Considerando o valor da retribuição, o valor da pensão ascende a 329,70€, e é devida desde 2/04/2016, a que corresponde o capital de remição de 4.636,57€ (329,70€ x 14,063).
Face ao disposto no artigo 39º, nº 1 tem ainda direito a receber uma prestação relativa ao transporte para observação, tratamento ou comparência a actos judiciais – 15€.
Tem, ainda, o sinistrado direito a receber indemnização pelas IT’s sofridas – artigo 48.º, n.º 1 da referida Lei – valor esse que se mostra já parcialmente pago pelas seguradoras, na parte que lhes cabe, restando por pagar a quantia de 47,35€.
*
Vejamos agora o agravamento da IPP.

Em sede de exame por junta médica da especialidade de psiquiatria foi atribuída uma IPP de 13,5%, desde 25/06/18, tendo sido ainda entendido que o sinistrado se encontrou em situação de incapacidade temporária absoluta para o trabalho desde 30/09/2017 a 25/06/2018.
Considerando as IPP anteriores (1,2% e 1,976%) a atribuída IPP, de acordo com a regra de Balthazar ou da incapacidade restante, passa a ser de 13,07%.

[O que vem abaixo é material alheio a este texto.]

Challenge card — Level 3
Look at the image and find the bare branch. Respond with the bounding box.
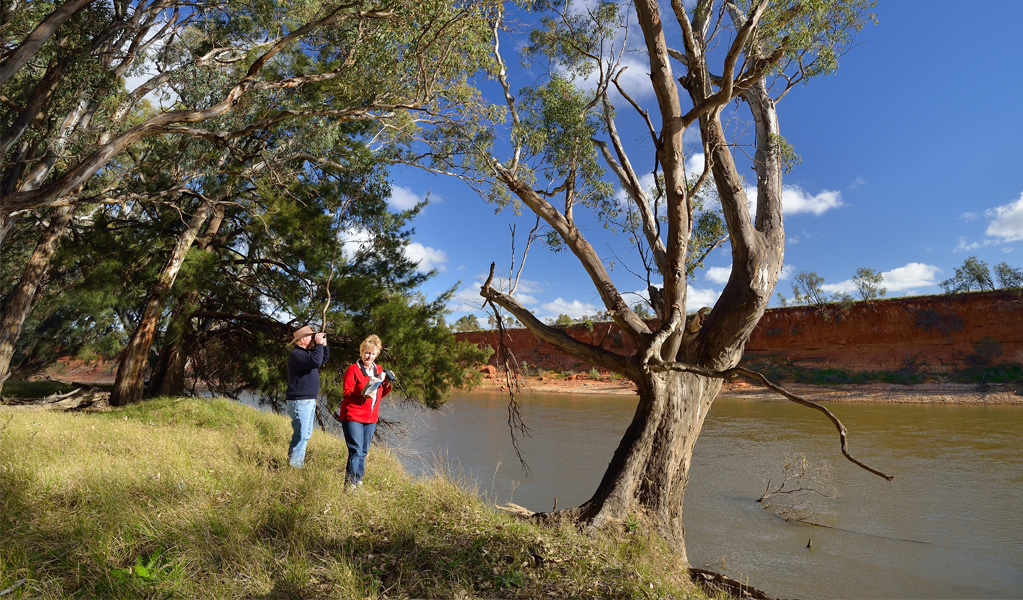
[480,263,633,373]
[649,360,895,481]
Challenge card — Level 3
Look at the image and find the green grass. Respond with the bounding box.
[0,399,702,600]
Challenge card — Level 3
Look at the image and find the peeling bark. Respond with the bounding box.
[0,206,74,388]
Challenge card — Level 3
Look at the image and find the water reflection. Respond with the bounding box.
[384,394,1023,598]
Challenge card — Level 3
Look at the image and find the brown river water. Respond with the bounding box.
[377,393,1023,599]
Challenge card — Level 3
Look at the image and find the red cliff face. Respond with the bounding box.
[457,291,1023,374]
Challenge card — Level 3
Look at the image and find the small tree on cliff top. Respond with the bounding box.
[448,0,880,557]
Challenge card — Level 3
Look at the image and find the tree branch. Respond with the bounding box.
[649,361,895,481]
[480,263,633,374]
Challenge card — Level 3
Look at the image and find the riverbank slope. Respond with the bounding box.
[0,399,706,599]
[464,368,1023,406]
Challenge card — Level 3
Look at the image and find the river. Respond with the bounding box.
[381,394,1023,599]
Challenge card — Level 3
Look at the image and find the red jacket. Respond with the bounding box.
[338,360,391,423]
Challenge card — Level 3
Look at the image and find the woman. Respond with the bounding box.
[339,335,394,489]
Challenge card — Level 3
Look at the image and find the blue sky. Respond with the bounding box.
[391,0,1023,323]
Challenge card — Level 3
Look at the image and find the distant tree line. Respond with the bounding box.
[777,257,1023,307]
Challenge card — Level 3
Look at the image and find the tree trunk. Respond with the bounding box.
[110,202,213,406]
[145,337,188,397]
[0,206,74,389]
[145,202,226,396]
[569,372,721,560]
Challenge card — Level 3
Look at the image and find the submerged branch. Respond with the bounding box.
[650,361,895,481]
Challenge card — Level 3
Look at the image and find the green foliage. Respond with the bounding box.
[938,257,994,293]
[994,262,1023,289]
[752,0,877,80]
[749,357,930,385]
[792,271,828,307]
[553,314,575,327]
[632,303,654,319]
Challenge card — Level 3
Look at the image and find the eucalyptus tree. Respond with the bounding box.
[938,257,994,293]
[852,267,888,301]
[450,0,880,556]
[0,0,503,399]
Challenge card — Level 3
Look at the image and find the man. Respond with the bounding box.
[285,325,330,468]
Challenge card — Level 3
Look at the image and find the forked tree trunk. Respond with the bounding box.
[109,202,212,406]
[574,372,721,559]
[145,338,188,396]
[0,206,75,389]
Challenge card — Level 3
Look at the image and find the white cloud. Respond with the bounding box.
[615,173,655,204]
[685,152,707,176]
[704,266,731,284]
[448,286,483,313]
[685,285,721,312]
[820,263,941,295]
[782,185,843,217]
[405,241,447,273]
[984,193,1023,241]
[881,263,941,292]
[388,185,422,211]
[820,279,856,293]
[952,237,990,253]
[540,297,604,319]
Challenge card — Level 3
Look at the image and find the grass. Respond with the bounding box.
[0,399,703,600]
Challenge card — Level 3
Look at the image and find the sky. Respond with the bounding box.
[382,0,1023,324]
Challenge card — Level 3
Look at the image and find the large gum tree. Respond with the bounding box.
[464,0,882,557]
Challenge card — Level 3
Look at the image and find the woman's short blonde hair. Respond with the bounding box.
[359,333,384,354]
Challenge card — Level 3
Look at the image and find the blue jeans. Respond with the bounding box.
[287,399,316,467]
[341,421,376,486]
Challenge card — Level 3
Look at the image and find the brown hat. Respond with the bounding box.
[292,325,314,342]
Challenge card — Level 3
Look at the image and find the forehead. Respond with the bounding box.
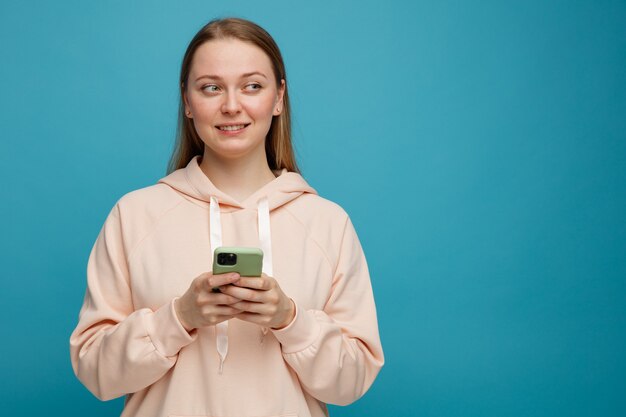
[190,39,274,78]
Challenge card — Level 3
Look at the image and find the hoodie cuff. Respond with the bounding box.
[272,302,321,353]
[144,298,196,357]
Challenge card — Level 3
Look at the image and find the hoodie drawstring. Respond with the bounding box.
[210,196,273,374]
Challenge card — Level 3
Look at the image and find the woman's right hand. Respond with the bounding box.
[174,272,241,332]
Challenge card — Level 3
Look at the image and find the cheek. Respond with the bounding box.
[248,96,274,119]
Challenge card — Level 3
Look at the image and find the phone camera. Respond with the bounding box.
[217,253,237,265]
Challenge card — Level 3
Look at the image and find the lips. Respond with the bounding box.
[216,123,250,132]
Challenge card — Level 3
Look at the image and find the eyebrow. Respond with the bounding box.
[196,71,267,81]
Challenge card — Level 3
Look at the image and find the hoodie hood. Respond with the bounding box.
[159,156,316,374]
[159,156,317,212]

Em 25/06/2018 o sinistrado tinha mais de 50 anos – cfr. assento de nascimento de fls. 51 – pelo que importa averiguar da aplicação do factor de bonificação previsto no ponto 5, a) das instruções gerais da TNI e da questão de saber se se deverá aplicar o factor de bonificação por força da idade do sinistrado apenas à parte residual da IPP que corresponde ao agravamento, ou seja, aos 13,07% ou se à IPP globalmente considerada, ou seja, aos 15,046% (1,976% + 13,07%).

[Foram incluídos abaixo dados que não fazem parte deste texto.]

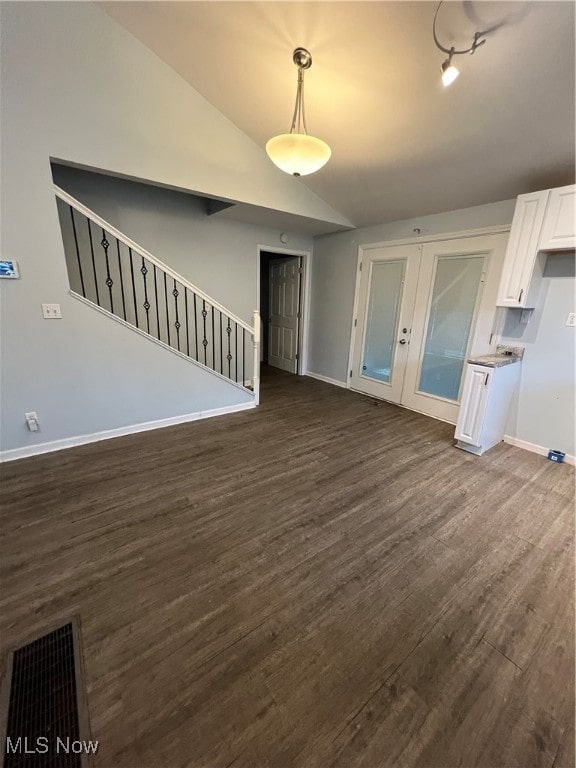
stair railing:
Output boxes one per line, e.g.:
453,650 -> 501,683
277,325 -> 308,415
54,185 -> 260,404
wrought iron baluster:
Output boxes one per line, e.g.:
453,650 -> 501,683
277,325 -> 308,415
86,219 -> 100,306
194,294 -> 198,360
128,248 -> 140,328
220,312 -> 224,373
152,264 -> 160,341
100,229 -> 114,314
116,243 -> 126,320
184,287 -> 190,357
202,299 -> 208,365
172,280 -> 182,352
226,317 -> 232,379
164,272 -> 172,347
140,256 -> 150,333
242,328 -> 246,387
212,307 -> 216,371
68,205 -> 86,298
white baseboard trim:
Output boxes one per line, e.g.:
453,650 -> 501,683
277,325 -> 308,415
0,402 -> 256,462
504,435 -> 576,467
304,371 -> 348,389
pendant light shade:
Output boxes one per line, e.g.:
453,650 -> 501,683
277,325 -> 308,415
266,133 -> 332,176
266,48 -> 332,176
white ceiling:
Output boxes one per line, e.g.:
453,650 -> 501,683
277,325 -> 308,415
100,0 -> 575,231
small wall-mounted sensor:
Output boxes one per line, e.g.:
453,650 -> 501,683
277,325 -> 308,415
42,304 -> 62,320
24,411 -> 40,432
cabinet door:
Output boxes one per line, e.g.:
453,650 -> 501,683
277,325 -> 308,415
454,364 -> 494,446
497,190 -> 549,307
538,185 -> 576,251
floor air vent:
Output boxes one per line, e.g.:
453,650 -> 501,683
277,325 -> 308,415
2,622 -> 97,768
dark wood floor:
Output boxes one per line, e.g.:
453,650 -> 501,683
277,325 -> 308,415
0,372 -> 574,768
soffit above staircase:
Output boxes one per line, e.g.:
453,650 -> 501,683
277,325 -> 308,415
99,0 -> 575,226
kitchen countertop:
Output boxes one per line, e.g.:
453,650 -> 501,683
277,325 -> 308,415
468,355 -> 522,368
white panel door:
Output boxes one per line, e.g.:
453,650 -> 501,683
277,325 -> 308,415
268,256 -> 300,373
350,245 -> 421,403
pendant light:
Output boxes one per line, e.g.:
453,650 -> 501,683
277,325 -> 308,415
266,48 -> 332,176
432,0 -> 487,87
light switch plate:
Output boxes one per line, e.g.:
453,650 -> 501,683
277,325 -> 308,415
42,304 -> 62,320
496,344 -> 524,360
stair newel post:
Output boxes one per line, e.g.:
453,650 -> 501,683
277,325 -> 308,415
252,309 -> 260,405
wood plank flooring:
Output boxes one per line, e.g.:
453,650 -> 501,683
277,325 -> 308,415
0,370 -> 574,768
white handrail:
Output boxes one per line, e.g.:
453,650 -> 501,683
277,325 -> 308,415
54,184 -> 254,336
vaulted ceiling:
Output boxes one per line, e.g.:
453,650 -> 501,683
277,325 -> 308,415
100,0 -> 575,231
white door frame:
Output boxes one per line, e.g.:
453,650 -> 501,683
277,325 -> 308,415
346,224 -> 510,408
256,245 -> 312,376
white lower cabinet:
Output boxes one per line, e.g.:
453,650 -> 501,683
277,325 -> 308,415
454,362 -> 520,456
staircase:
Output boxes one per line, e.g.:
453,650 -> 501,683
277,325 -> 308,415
54,185 -> 260,404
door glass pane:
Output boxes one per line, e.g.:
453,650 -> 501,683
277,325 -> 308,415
360,260 -> 406,382
418,256 -> 484,401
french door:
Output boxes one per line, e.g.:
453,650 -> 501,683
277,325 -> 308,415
350,234 -> 507,424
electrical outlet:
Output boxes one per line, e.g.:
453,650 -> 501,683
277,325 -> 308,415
42,304 -> 62,320
24,411 -> 40,432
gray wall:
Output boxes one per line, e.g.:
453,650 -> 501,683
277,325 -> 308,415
0,2 -> 320,451
53,165 -> 313,324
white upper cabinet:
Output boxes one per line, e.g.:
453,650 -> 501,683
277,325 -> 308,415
496,185 -> 576,307
538,185 -> 576,251
497,190 -> 549,307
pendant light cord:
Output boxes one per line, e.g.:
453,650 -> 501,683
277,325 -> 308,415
290,67 -> 308,134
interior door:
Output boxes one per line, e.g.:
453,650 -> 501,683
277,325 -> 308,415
350,245 -> 421,403
350,234 -> 507,424
401,235 -> 506,424
268,256 -> 300,373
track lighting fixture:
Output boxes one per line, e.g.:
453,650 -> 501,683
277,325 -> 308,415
432,0 -> 486,87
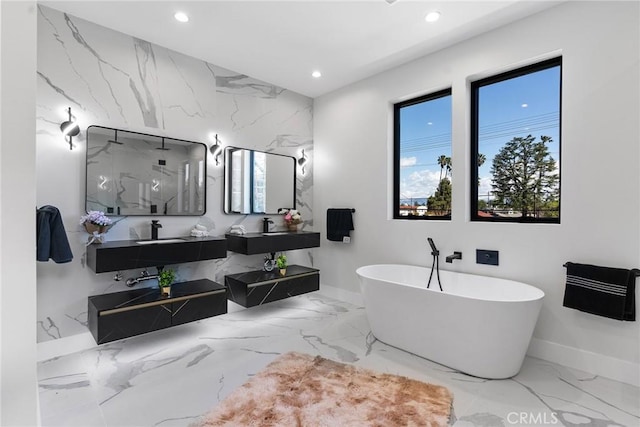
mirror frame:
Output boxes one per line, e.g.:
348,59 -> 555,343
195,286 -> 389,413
84,125 -> 209,217
222,146 -> 297,215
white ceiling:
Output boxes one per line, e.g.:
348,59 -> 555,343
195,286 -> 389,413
40,0 -> 561,97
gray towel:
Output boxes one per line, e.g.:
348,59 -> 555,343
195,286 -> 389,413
36,205 -> 73,264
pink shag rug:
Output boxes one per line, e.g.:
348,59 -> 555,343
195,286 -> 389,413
192,352 -> 453,427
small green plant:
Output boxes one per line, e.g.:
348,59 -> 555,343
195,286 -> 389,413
158,268 -> 176,288
276,254 -> 287,270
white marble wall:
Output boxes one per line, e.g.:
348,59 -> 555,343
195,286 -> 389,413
36,6 -> 313,342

Preliminarmente, dir-se-á que, como se decidiu no Acórdão da RG de 19/10/2017, disponível em www.dgsi.pt “se o sinistrado preencher os requisitos para beneficiar do factor de bonificação 1,5, não tendo tal lhe sido reconhecido na decisão inicial, com a qual se conformou, não pode beneficiar do mesmo na decisão do incidente de revisão que constate a inexistência de agravamento das sequelas decorrentes do acidente de trabalho.
Já no caso inverso, se ocorrer agravamento das sequelas resultantes do acidente de trabalho, verificam-se os pressupostos para que seja revista a incapacidade, e, assim, para que se lhe aplique o factor de bonificação previsto legalmente, se for o caso”.
Assim, e porque a situação clínica do sinistrado se agravou e, à data da alta deste agravamento, este já tinha 50 anos nada obsta à aplicação deste factor de bonificação.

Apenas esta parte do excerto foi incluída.